Something was calling.

And now, here she was. Floating directly above the trial ground.

"A mirage-type illusion seal, tied to a corpse," she murmured.

She lowered herself gently, crossing the defensive barrier of the trial ground like it wasn't even there. For anyone else, even stepping foot inside would trigger violent repulsion unless their cultivation was sealed or they were a child. But her? She didn't feel like a cultivator at all.

Because she didn't register.

That was the trick. She wasn't suppressing her cultivation.

She was erasing its presence entirely.

She landed within the outer perimeter, on the grass above the central mountain pit, her boots leaving not a trace of dirt behind. She walked without hurry, tracing the faint strands of energy down toward the inheritance source.

Below the earth.

She reached the cracked stone above the hidden cavern.

"Someone's already inside," she said quietly.

She lifted her hand and tapped two fingers together. The air quivered.

Her pupils shifted—just barely. A faint silver light gleamed in the depths of her eyes as a subtle eye technique activated.

And she saw it.

A cave.

A corpse.

And… a boy.

Young. Bleeding. Dirty. And not unconscious. Awake. Eyes clear. Looking directly into the mirage space.

Her brows rose, ever so slightly.

"Hmm."

She stepped toward the edge of the formation and tried to enter.

Nothing happened.

No resistance. No backlash.

But she couldn't go in.

"…One-person inheritance," she said. "How rare."

She sat down on a nearby rock, folding her arms.

For a moment, she was thoughtful.

Then her lips curled into a wry smile.

"Lucky brat," she said, not unkindly.

She stayed there for some time—watching. But after an hour passed and the boy still didn't emerge, she stood, dusted off her sleeves, and gave the formation one last look.
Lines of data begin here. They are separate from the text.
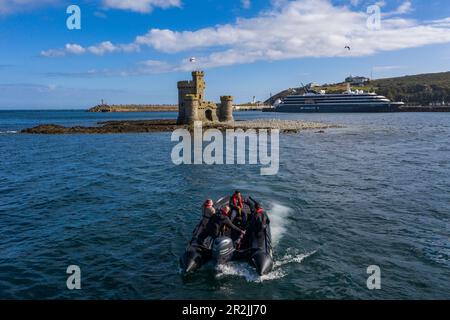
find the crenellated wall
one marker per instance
(193, 107)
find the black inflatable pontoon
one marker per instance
(255, 247)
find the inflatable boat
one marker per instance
(255, 246)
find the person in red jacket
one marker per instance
(236, 205)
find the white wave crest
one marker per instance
(278, 215)
(244, 270)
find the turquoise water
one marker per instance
(375, 192)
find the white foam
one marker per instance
(278, 215)
(244, 270)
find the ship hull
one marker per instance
(338, 108)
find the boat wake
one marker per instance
(278, 215)
(244, 270)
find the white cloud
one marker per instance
(13, 6)
(75, 48)
(142, 6)
(99, 49)
(291, 30)
(387, 68)
(405, 7)
(246, 4)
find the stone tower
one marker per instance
(192, 106)
(226, 109)
(191, 102)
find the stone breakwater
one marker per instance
(143, 126)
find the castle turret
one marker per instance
(226, 109)
(191, 104)
(198, 77)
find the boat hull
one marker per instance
(350, 108)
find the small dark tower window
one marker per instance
(208, 114)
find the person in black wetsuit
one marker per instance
(216, 224)
(258, 222)
(236, 204)
(207, 211)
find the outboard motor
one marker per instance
(223, 250)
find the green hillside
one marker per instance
(417, 90)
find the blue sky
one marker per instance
(134, 51)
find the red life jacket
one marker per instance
(237, 201)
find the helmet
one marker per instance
(225, 210)
(208, 203)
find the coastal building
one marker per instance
(192, 106)
(357, 81)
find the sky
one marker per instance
(135, 51)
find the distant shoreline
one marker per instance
(105, 108)
(134, 108)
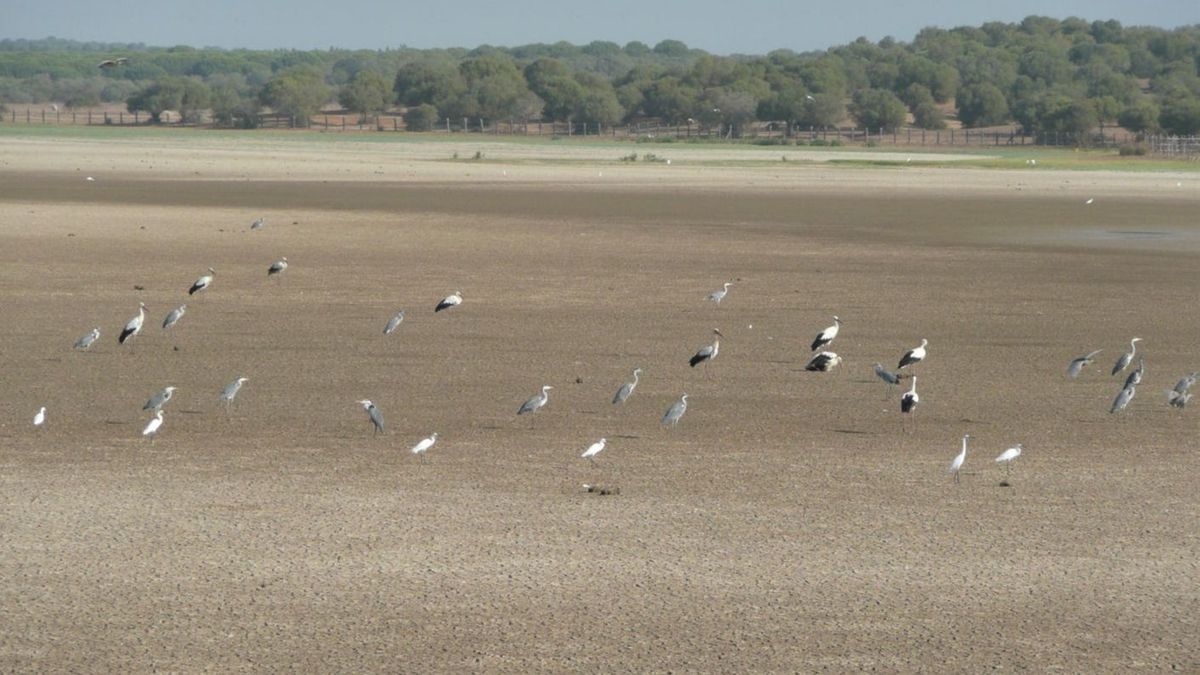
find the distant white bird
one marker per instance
(1125, 359)
(231, 390)
(451, 300)
(394, 322)
(708, 352)
(910, 399)
(133, 326)
(1008, 455)
(915, 354)
(627, 389)
(88, 340)
(1123, 399)
(719, 294)
(160, 399)
(373, 413)
(1079, 364)
(174, 316)
(826, 335)
(822, 362)
(277, 267)
(425, 444)
(151, 429)
(594, 449)
(957, 465)
(202, 282)
(676, 411)
(535, 402)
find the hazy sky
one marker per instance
(751, 27)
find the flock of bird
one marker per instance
(822, 360)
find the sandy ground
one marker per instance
(791, 521)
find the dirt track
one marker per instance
(792, 520)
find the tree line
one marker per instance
(1042, 73)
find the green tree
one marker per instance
(299, 91)
(982, 105)
(366, 94)
(877, 108)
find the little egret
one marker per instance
(826, 335)
(627, 389)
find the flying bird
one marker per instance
(231, 390)
(394, 323)
(594, 449)
(537, 401)
(151, 429)
(202, 282)
(1125, 359)
(957, 465)
(1008, 455)
(174, 316)
(373, 413)
(1123, 399)
(915, 354)
(425, 444)
(451, 300)
(910, 399)
(1079, 364)
(277, 267)
(676, 411)
(627, 389)
(708, 352)
(160, 399)
(719, 294)
(88, 340)
(822, 362)
(826, 335)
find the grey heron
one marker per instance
(1125, 359)
(887, 376)
(231, 390)
(594, 449)
(915, 354)
(537, 401)
(88, 340)
(1007, 457)
(910, 399)
(394, 322)
(160, 399)
(627, 389)
(957, 465)
(826, 335)
(277, 267)
(425, 444)
(451, 300)
(822, 362)
(676, 411)
(1080, 363)
(1135, 375)
(719, 294)
(202, 282)
(708, 352)
(1123, 399)
(173, 316)
(153, 426)
(373, 413)
(133, 326)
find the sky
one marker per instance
(749, 27)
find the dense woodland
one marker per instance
(1042, 73)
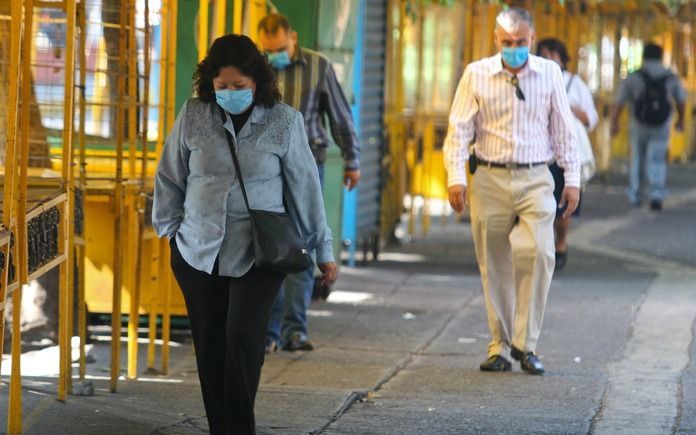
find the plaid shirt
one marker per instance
(309, 85)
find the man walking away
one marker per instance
(649, 92)
(516, 107)
(308, 83)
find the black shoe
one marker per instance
(271, 347)
(655, 205)
(561, 259)
(528, 361)
(496, 363)
(297, 343)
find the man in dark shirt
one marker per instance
(308, 83)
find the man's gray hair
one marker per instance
(512, 18)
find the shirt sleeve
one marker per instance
(623, 96)
(561, 125)
(335, 105)
(587, 103)
(461, 130)
(170, 180)
(303, 191)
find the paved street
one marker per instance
(400, 341)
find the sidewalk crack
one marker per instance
(356, 396)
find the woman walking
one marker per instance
(199, 206)
(583, 108)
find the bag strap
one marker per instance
(570, 82)
(651, 82)
(230, 142)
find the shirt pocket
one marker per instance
(210, 155)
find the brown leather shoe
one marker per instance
(297, 343)
(496, 363)
(529, 362)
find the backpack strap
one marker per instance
(649, 81)
(570, 82)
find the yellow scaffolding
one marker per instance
(28, 197)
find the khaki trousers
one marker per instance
(512, 213)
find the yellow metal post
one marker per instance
(203, 30)
(68, 222)
(426, 173)
(132, 59)
(14, 420)
(133, 197)
(164, 246)
(10, 152)
(118, 206)
(220, 17)
(237, 17)
(81, 305)
(164, 78)
(140, 200)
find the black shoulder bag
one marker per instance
(278, 246)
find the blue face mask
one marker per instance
(279, 60)
(515, 57)
(234, 101)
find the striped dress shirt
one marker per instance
(507, 129)
(309, 85)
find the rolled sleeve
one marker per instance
(335, 105)
(561, 125)
(170, 180)
(303, 190)
(587, 104)
(461, 130)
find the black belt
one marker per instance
(511, 165)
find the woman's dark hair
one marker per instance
(241, 52)
(555, 46)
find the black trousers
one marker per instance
(228, 318)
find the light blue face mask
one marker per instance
(234, 101)
(515, 57)
(279, 60)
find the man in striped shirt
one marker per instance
(512, 110)
(308, 83)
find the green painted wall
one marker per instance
(303, 16)
(186, 50)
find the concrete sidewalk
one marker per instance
(399, 344)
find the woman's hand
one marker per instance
(329, 271)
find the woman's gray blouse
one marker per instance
(198, 198)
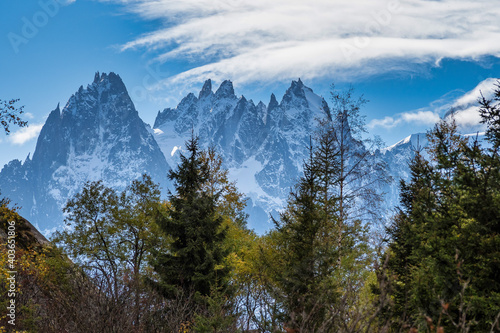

"Not worth delaying for some dead man's leftover techniques. Let fate run its course."

She turned, vanished back into space, and was gone—leaving behind only a faint trace of the cold perfume that lingered where she had stood.

Meanwhile, deep below, Ren Bai sat cross-legged in front of the corpse, the air growing heavier around him. The mirage shimmered, stabilizing. He didn't yet know what the girl had seen. He didn't know who she was, or why she'd come.

But he had seen her.

And something in him—some part that was not cruel or arrogant, but curious—had awakened.

Then, the voice of the dead rang out again.

"…You're still watching the sky," it said. "That's good. You'll need to learn how to look past it, too."

Ren Bai turned, his eyes sharp again.

"Let's talk," he said. "Start from the beginning."